Livigni is a native of Akron, Ohio. His aptitude for scientific work was recognized early - in high school he won the Bausch and Lomb award in science. He graduated from Kenmore High School in 1952. After graduation, he took a job at the Firestone Tire and Rubber Company's synthetic rubber development lab, while also working towards his undergraduate degree. He completed his B.Sc. in chemistry in 1956, and his Ph.D. in polymer chemistry in 1960. Both degrees were earned at the University of Akron.

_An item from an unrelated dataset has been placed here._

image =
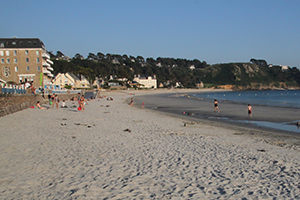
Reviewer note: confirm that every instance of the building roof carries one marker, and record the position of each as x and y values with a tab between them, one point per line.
73	76
21	43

During his time as an undergraduate, he worked in the university's Institute of Rubber Research.

==Career==

- 1961 - joined GenCorp as a senior research chemist
- 1962-1963 - Group leader, polymer characterization
- 1963-1975 - Section Head, Materials Chemistry and Polymer Characterization
- 1975-1980 - Manager, Polymer and Analytical Chemistry
- 1980-1987 - Associate Director of Research
- 1988-1995 - Vice President and Director, GenCorp Research
- 1995 - Vice-President, Corporate Technology
- 1996 - retired to consult for Omnova, a GenCorp spinoff

Livigni holds 37 patents. His most cited work treated the subject of polymerization of butadiene and isoprene with butyllithium initiator.

==Awards==
- 1997 - Melvin Mooney Distinguished Technology Award.
- 2013 - Charles Goodyear Medal of the Rubber Division of the American Chemical Society.